Quanto a esta questão, é a própria sentença recorrida que responde, como resulta do ali exarado e aqui transcrito com nosso sublinhado: «E, neste caso, o certo é que a entidade demandada esclarece que, no seu entender, a obra, com as características enunciadas, não pode cumprir os artigos 27.º e 53.º do RPDM de (...), com breve descrição dos mesmos. Pode ou não ser verdade o que se sustenta aí, mas o certo é que a fundamentação existe e, apesar de sucinta, é suficiente para permitir compreender por que motivo, do ponto de vista da entidade demandada, não era viável a legalização. Se estava certa ou errada, não se sabe, nem sobre isso se pôde pronunciar a autora, conforme antes expostos (mas essa questão colide já com o vício de violação do direito de audiência prévia)».
À luz do alegado e sopesando os fundamentos do recurso, não se descortina qualquer erro substancial que contenda com a bondade e legalidade do considerado e decidido pelo Tribunal «a quo», pelo que é nosso entendimento que o recurso não pode proceder, o que se decide.
II.2.2.B
Subsidiariamente à questão do erro de julgamento sobre a questão do vício de falta de fundamentação do acto impugnado, a Recorrente — conclusões 17ª a 19ª — argui a nulidade da sentença recorrida, nos termos previstos na alínea c) do artigo 615º do CPC, em ambas as vertentes ali previstas.
A Recorrente entende que, em face de não ter sido dado como provado nos autos a existência e teor da informação de 22-02-2019, referenciada pela informação de 30-05-2019 — assim: “Na continuidade da descrição dos factos (veja-se informação técnica datada de 2019-02-22) informa-se (…)”(veja-se facto 13) —, verifica-se que os fundamentos da decisão sobre o vício de falta de fundamentação colidem com o teor da decisão.
Não se verifica, porém, a apontada oposição entre os fundamentos e a decisão da questão da alegada falta de fundamentação do acto impugnado, uma vez que, tal como acima já enfatizado, ali foi expresso que «Pode ou não ser verdade o que se sustenta aí, mas o certo é que a fundamentação existe e, apesar de sucinta, é suficiente para permitir compreender por que motivo, do ponto de vista da entidade demandada, não era viável a legalização».
O que significa que à consideração da existência de suficiente fundamentação — e essa foi a decisão — é indiferente a veracidade dos factos em que assentou o acto impugnado.
Na apreciação de tal vício do acto impugnado não está em causa a qualidade da sua fundamentação — o que tem a ver com eventuais erros ou vícios quanto ao mérito —, mas sim a mera existência e suficiência de fundamentação — qual seja! — da decisão adoptada.
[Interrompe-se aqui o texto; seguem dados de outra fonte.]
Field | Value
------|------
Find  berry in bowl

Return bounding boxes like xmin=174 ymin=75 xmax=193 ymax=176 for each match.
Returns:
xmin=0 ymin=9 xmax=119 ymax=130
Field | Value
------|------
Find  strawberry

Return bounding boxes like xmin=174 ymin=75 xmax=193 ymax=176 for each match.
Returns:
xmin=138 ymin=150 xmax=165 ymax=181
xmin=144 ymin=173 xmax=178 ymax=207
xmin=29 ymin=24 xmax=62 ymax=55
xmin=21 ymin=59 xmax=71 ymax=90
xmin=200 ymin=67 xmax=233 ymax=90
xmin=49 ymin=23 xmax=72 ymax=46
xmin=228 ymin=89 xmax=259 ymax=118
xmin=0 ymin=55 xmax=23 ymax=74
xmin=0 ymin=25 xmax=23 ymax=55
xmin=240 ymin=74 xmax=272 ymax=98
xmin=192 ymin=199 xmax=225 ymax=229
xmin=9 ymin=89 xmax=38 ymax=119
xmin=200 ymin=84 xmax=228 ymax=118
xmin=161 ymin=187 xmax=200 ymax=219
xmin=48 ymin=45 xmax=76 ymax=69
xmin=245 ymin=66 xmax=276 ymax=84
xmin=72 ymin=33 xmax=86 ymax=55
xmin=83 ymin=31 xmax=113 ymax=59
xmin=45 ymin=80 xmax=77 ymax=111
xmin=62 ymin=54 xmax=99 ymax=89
A sentença recorrida, na decisão quanto à questão da alegada falta de fundamento do acto impugnado, não carreia fundamentos que se encontrem em oposição com a decisão, mas, pelo contrário, conjuga fundamentos que se harmonizam logicamente com a decisão.
A nulidade não se verifica.
Vejamos agora a segunda vertente da arguida nulidade.
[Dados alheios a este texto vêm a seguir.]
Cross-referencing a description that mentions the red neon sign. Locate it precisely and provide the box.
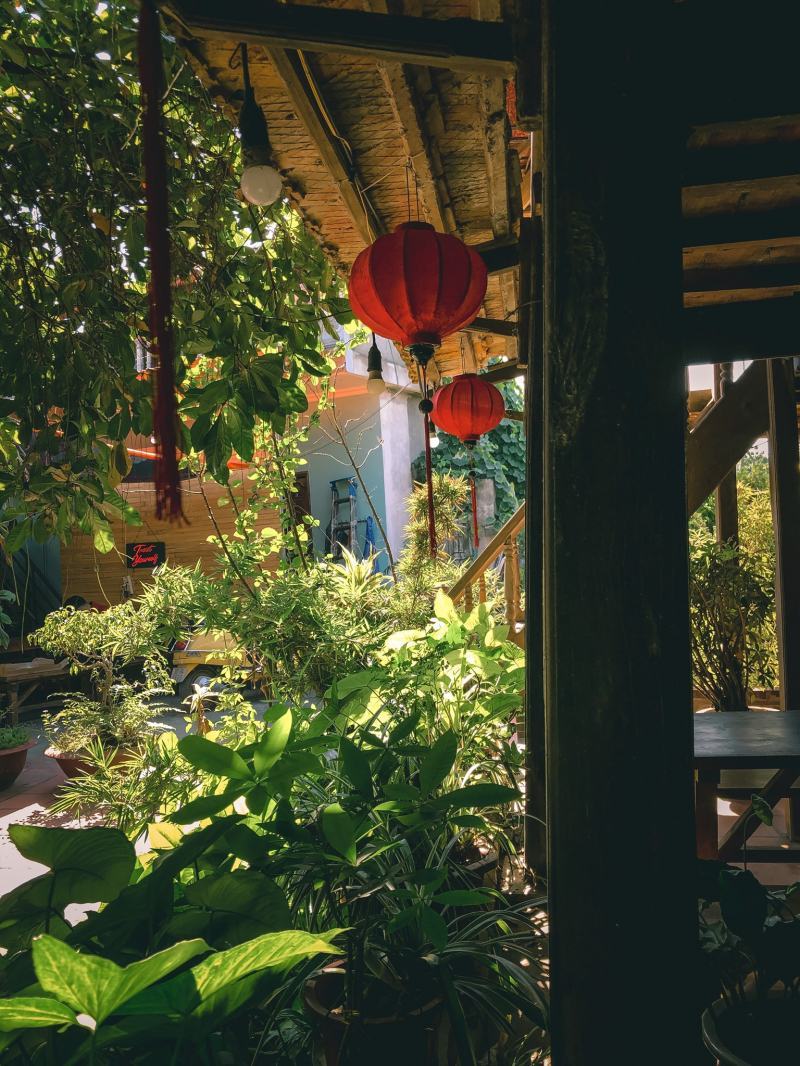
[126,542,166,569]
Quanto aos referidos fundamentos, a Recorrente alega, ainda, que “…pelo menos mostram-se ambíguos e obscuros, de modo a não se entender como se incorpora na fundamentação de ato administrativo factos que não foram dados como provados e que se mostram cruciais na dita fundamentação, mormente na sua articulação com os demais factos e informações que integram o probatório e as normas jurídicas invocadas”.
Todavia, sem ponta de razão.
A sentença recorrida, quanto aos fundamentos da decisão de não verificação do vício de falta de fundamentação, não apresenta tal obscuridade, nem poderia, pela via invocada, na medida em que a premissa de que parte a Recorrente não se verifica.
A Recorrente diz “não se entender como se incorpora na fundamentação de ato administrativo factos que não foram dados como provados e que se mostram cruciais na dita fundamentação”.
O que significa que imputa uma eventual ambiguidade ou obscuridade ao acto administrativo impugnado, coisa que a sentença recorrida não esclareceu — nem se impunha que o fizesse — por conhecimento expresso na apreciação da questão do vício de falta de fundamentação do acto impugnado; todavia, a sentença esclareceu — e bem —que «Pode ou não ser verdade o que se sustenta aí, mas o certo é que a fundamentação existe e, apesar de sucinta, é suficiente para permitir compreender por que motivo, do ponto de vista da entidade demandada, não era viável a legalização» (nosso sublinhjado).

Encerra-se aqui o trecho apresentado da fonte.